Stata has this functionality with a .r and .d missing types, which are encoded as sentinel values.
I think this would be a good feature to have, but in the implementation it would be tough to keep performance.
Additionally, your implementation with sentinal values is a bit odd. If it were to be implemented it would probably be via an abstract type
abstract type AbstractMissing end
struct Missing <: AbstractMissing end
struct DontKnowMIssing <: AbstractMissing end
Actually I had in mind the extension to typed missing values when we implemented missing. It’s just not been a priority, since it sounds essential to get the basic support right first.

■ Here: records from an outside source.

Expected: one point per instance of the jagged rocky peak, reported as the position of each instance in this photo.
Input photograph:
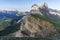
(44, 5)
(34, 7)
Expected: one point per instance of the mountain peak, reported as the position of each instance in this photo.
(44, 5)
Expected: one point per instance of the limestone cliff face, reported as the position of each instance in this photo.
(33, 27)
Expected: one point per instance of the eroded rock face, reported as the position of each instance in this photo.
(33, 27)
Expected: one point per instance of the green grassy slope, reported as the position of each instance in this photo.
(56, 25)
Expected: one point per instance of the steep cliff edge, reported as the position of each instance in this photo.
(34, 26)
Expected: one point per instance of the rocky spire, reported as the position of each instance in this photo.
(35, 7)
(44, 5)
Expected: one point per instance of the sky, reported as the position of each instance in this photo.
(25, 5)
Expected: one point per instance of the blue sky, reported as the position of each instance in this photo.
(25, 5)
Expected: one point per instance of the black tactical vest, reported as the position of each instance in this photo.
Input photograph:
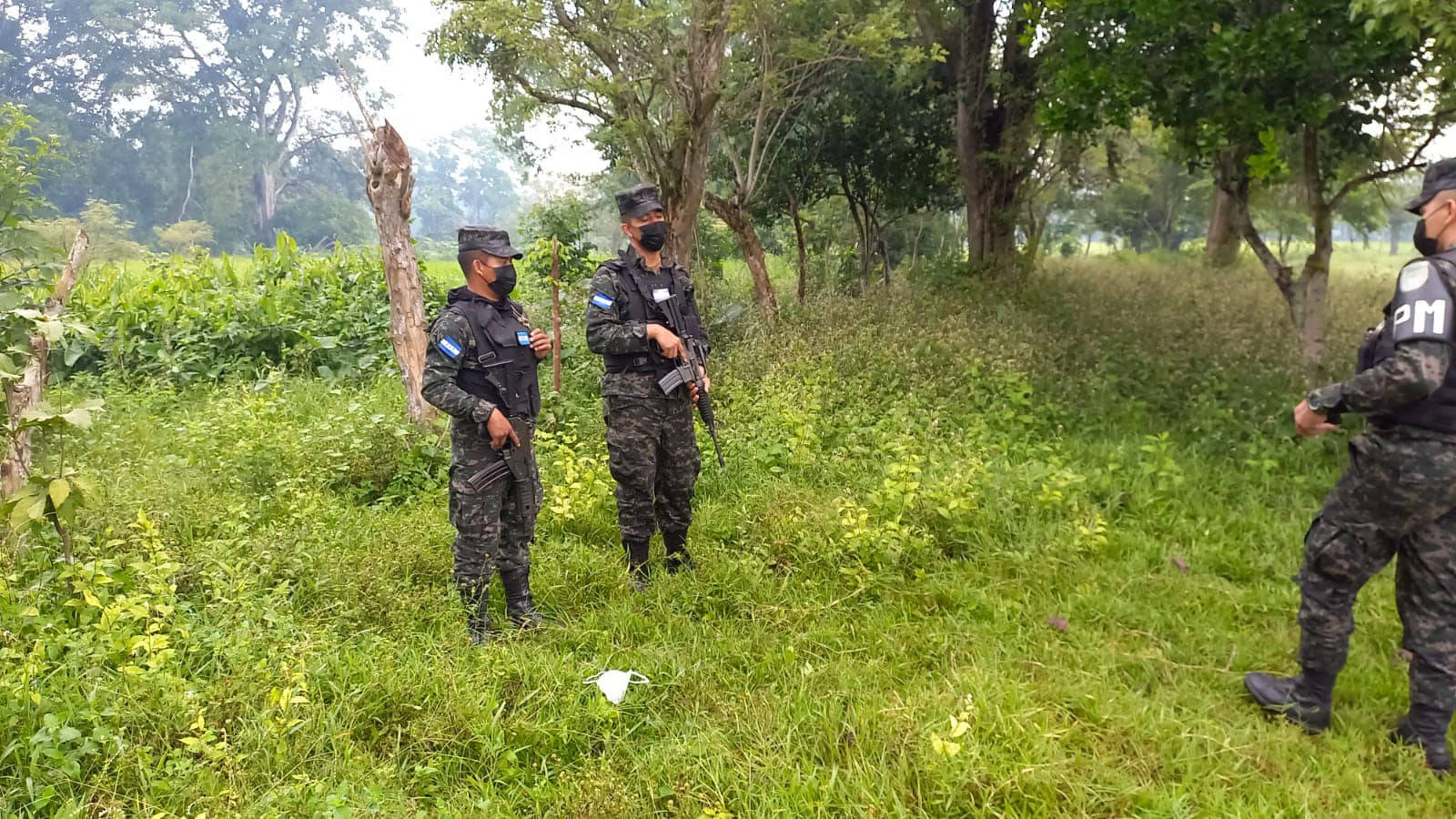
(1438, 410)
(502, 369)
(640, 288)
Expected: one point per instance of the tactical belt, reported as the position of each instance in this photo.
(619, 365)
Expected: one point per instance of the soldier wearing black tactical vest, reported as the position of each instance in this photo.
(1397, 500)
(480, 370)
(652, 443)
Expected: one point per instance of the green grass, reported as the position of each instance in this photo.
(916, 484)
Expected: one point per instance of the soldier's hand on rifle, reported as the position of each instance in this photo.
(501, 431)
(1309, 423)
(670, 344)
(692, 387)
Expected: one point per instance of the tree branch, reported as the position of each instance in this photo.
(1438, 121)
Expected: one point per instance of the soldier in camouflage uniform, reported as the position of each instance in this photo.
(480, 370)
(652, 443)
(1397, 500)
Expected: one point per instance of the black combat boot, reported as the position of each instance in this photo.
(1305, 698)
(1424, 727)
(477, 598)
(677, 557)
(519, 606)
(637, 562)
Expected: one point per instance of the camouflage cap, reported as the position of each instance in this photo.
(637, 201)
(1439, 177)
(490, 239)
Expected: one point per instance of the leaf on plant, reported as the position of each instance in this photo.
(944, 748)
(958, 727)
(60, 490)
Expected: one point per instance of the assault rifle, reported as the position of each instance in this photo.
(514, 460)
(689, 370)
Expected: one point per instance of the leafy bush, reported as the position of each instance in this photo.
(197, 319)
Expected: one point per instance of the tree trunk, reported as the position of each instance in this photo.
(994, 108)
(737, 220)
(684, 167)
(28, 392)
(1305, 296)
(390, 188)
(266, 188)
(863, 237)
(1222, 248)
(804, 254)
(555, 314)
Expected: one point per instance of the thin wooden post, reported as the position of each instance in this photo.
(555, 312)
(26, 392)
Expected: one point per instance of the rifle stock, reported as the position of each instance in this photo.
(689, 369)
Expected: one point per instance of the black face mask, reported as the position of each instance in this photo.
(654, 237)
(504, 281)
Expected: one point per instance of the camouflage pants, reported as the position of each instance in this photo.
(1397, 500)
(492, 531)
(652, 452)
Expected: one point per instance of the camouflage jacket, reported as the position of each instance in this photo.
(612, 331)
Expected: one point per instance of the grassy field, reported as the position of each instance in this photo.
(976, 551)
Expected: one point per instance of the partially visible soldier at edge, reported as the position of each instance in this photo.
(1397, 499)
(480, 370)
(652, 442)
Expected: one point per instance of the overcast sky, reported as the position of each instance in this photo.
(431, 101)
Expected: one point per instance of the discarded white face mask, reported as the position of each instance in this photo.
(613, 683)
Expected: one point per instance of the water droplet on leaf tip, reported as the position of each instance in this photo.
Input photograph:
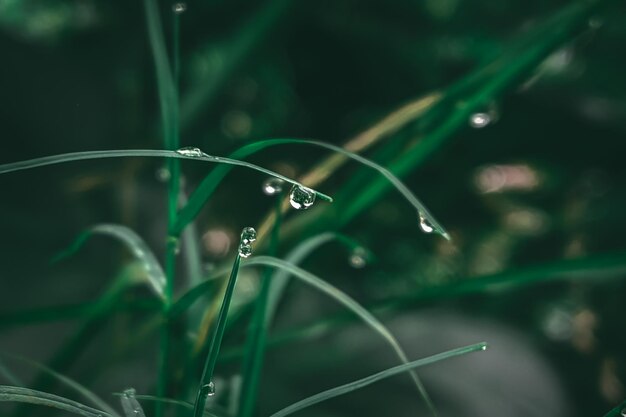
(301, 198)
(273, 186)
(248, 235)
(480, 120)
(190, 151)
(245, 250)
(179, 7)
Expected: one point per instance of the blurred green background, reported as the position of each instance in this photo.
(542, 183)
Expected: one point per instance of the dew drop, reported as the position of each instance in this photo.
(248, 235)
(425, 224)
(273, 186)
(245, 250)
(301, 198)
(209, 389)
(480, 120)
(358, 258)
(179, 8)
(190, 151)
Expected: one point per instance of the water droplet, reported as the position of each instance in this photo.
(358, 258)
(190, 151)
(248, 235)
(301, 197)
(209, 389)
(245, 250)
(273, 186)
(425, 224)
(179, 8)
(480, 120)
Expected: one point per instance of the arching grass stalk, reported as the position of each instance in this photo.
(207, 387)
(257, 331)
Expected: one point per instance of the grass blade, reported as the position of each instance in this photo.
(358, 384)
(210, 183)
(154, 153)
(135, 244)
(25, 395)
(351, 304)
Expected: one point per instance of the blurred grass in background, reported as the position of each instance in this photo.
(524, 104)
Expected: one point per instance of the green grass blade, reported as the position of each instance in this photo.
(358, 384)
(25, 395)
(351, 304)
(79, 156)
(135, 244)
(83, 391)
(210, 183)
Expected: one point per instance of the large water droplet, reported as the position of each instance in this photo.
(179, 8)
(273, 186)
(245, 250)
(425, 224)
(248, 235)
(480, 120)
(190, 151)
(209, 389)
(358, 258)
(301, 197)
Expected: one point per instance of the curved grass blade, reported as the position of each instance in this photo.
(134, 243)
(351, 304)
(25, 395)
(358, 384)
(69, 383)
(154, 153)
(210, 183)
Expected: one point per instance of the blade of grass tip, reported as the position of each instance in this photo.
(135, 244)
(183, 153)
(197, 200)
(69, 383)
(361, 383)
(618, 411)
(351, 304)
(207, 387)
(25, 395)
(255, 340)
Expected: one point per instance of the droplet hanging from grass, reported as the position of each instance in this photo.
(273, 186)
(301, 198)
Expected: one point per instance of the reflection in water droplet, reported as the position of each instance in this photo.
(245, 250)
(425, 225)
(248, 235)
(179, 7)
(209, 389)
(273, 186)
(301, 197)
(358, 258)
(480, 120)
(190, 151)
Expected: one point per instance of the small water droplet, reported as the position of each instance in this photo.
(425, 224)
(480, 120)
(245, 250)
(358, 258)
(190, 151)
(301, 198)
(248, 235)
(179, 8)
(273, 186)
(209, 389)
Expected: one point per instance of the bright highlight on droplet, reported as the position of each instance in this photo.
(301, 198)
(273, 186)
(179, 7)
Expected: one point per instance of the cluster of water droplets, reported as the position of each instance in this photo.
(273, 186)
(300, 197)
(248, 235)
(130, 405)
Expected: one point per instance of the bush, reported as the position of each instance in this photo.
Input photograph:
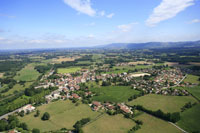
(46, 116)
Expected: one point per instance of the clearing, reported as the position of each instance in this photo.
(113, 93)
(109, 124)
(190, 119)
(165, 103)
(28, 73)
(152, 124)
(63, 114)
(68, 70)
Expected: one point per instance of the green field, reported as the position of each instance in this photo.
(195, 91)
(152, 124)
(192, 79)
(28, 73)
(165, 103)
(109, 124)
(63, 114)
(18, 87)
(68, 70)
(190, 119)
(113, 93)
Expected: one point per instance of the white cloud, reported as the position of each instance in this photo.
(126, 27)
(110, 15)
(195, 21)
(167, 9)
(82, 6)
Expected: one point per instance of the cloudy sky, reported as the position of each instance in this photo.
(78, 23)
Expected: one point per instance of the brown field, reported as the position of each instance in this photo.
(140, 62)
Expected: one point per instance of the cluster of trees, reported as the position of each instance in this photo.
(173, 117)
(43, 69)
(79, 124)
(46, 116)
(187, 106)
(12, 123)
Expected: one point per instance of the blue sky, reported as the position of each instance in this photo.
(78, 23)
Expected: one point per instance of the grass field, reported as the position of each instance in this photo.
(28, 73)
(18, 87)
(195, 91)
(113, 93)
(152, 124)
(190, 119)
(109, 124)
(192, 79)
(165, 103)
(69, 70)
(63, 114)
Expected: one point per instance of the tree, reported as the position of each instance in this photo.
(46, 116)
(35, 130)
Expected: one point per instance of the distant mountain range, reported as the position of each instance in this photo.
(149, 45)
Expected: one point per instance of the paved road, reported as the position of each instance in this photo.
(178, 127)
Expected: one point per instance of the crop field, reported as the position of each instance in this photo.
(152, 124)
(63, 114)
(113, 93)
(165, 103)
(68, 70)
(192, 79)
(28, 73)
(190, 119)
(109, 124)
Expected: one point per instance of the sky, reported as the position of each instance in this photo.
(27, 24)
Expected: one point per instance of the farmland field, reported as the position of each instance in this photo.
(190, 119)
(109, 124)
(113, 93)
(192, 79)
(28, 73)
(165, 103)
(63, 114)
(195, 91)
(152, 124)
(69, 70)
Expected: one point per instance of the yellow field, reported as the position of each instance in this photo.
(109, 124)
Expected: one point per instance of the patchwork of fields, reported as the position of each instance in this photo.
(113, 93)
(165, 103)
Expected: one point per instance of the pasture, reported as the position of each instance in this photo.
(190, 119)
(28, 73)
(109, 124)
(192, 79)
(165, 103)
(63, 114)
(68, 70)
(152, 124)
(113, 93)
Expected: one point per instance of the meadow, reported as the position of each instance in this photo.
(190, 119)
(68, 70)
(165, 103)
(109, 124)
(113, 93)
(192, 79)
(152, 124)
(28, 73)
(195, 91)
(63, 114)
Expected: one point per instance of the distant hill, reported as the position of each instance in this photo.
(149, 45)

There are two ways to implement “typed” or “flavoured” missing values in a fully generic way (i.e. without sentinels): with one type for each kind of missing value as @pdeffebach suggested, or as a single TypedMissing type holding an Int field indicating the kind (as an enum) as @longemen3000 suggested. The advantage of the former is that the compiler can optimize the storage and computation of such values, so that they would be as efficient as Missing. The drawback is that it’s going to recompile functions for each kind of missing value, which is costly if you use several kinds.
That or those type(s) could be defined in any package (Missings.jl would be a good home). Though currently there’s a limitation as Julia Base uses x === missing instead of ismissing(x) in some places for performance reasons (see this issue), so Julia will have to be adapted a bit for all operations to work (notably == on arrays).